The report further stated that it is too soon to assess the full impact of the lockdowns and other containment measures across the world, as the report estimates that at a minimum, another 83 million people— and possibly as many as 132 million—may go hungry in 2020, due to the economic recession triggered by COVID-19 pandemic.

It also stressed upon overcoming hunger and malnutrition in all its forms is about more than securing enough food to survive. A key obstacle is the high cost of nutritious foods and the low affordability of healthy diets for vast numbers of families.

The report presents evidence that a healthy diet costs far more than USD 1.90 per day, the international poverty threshold. It puts the price of even the least expensive healthy diet at five times the price of filling stomachs with starch only.

UN agencies said a staggering 3 billion people or more can’t afford to acquire the food needed for a healthy diet. In sub-Saharan Africa and southern Asia, this is the case for 57 percent of the population – though no region, including North America and Europe, is spared.

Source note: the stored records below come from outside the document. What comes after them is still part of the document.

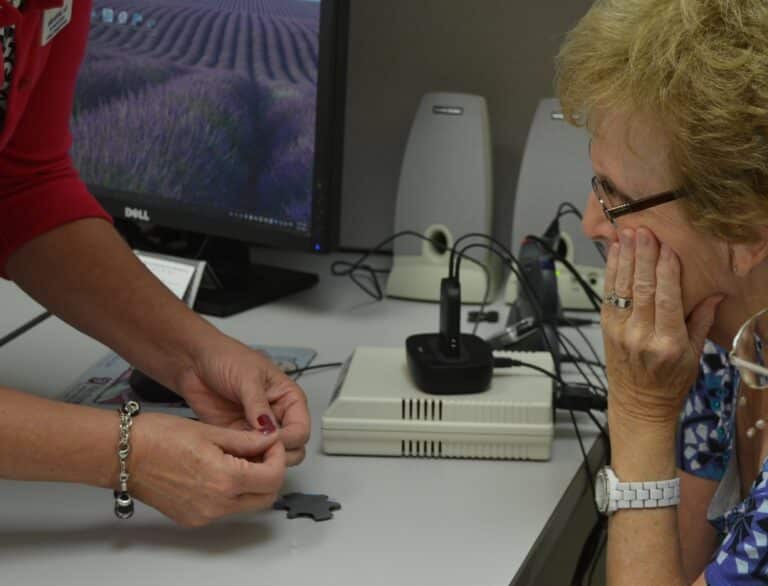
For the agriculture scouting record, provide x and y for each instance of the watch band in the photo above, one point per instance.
(612, 495)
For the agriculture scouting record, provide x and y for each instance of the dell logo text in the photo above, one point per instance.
(136, 214)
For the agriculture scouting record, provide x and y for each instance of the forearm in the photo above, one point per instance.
(643, 545)
(85, 274)
(51, 441)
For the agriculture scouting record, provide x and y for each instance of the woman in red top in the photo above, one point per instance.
(58, 245)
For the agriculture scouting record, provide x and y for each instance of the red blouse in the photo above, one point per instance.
(39, 187)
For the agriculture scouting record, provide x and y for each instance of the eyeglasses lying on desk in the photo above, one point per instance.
(748, 352)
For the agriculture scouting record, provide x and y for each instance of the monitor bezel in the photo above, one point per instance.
(324, 230)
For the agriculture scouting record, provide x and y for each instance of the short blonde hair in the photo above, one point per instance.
(701, 68)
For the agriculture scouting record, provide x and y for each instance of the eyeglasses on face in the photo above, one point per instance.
(615, 204)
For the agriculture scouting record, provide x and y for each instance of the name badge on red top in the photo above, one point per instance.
(54, 21)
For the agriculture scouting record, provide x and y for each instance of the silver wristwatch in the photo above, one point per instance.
(612, 495)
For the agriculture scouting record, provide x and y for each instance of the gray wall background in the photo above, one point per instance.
(401, 49)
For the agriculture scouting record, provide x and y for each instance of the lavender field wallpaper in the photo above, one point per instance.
(209, 103)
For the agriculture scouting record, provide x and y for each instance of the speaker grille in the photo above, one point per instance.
(421, 449)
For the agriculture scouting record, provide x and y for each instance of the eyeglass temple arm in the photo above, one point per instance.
(747, 365)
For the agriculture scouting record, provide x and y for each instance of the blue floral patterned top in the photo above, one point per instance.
(705, 446)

According to the report, in 2019, between a quarter and a third of children under five (191 million) were stunted or wasted – too short or too thin. Another 38 million under-fives were overweight. Among adults, meanwhile, obesity has become a global pandemic in its own right.

However, the heads of the five UN agencies behind the State of Food Security and Nutrition in the World declare their commitment to support this momentous shift, ensuring that it unfolds in a sustainable way, for people and the planet.

The State of Food Security and Nutrition in the World is the most authoritative global study tracking progress towards ending hunger and malnutrition. It is produced jointly by the Food and Agriculture Organization of the United Nations (FAO), the International Fund for Agriculture (IFAD), the United Nations Children’s Fund (UNICEF), the UN World Food Programme (WFP) and the World Health Organization (WHO).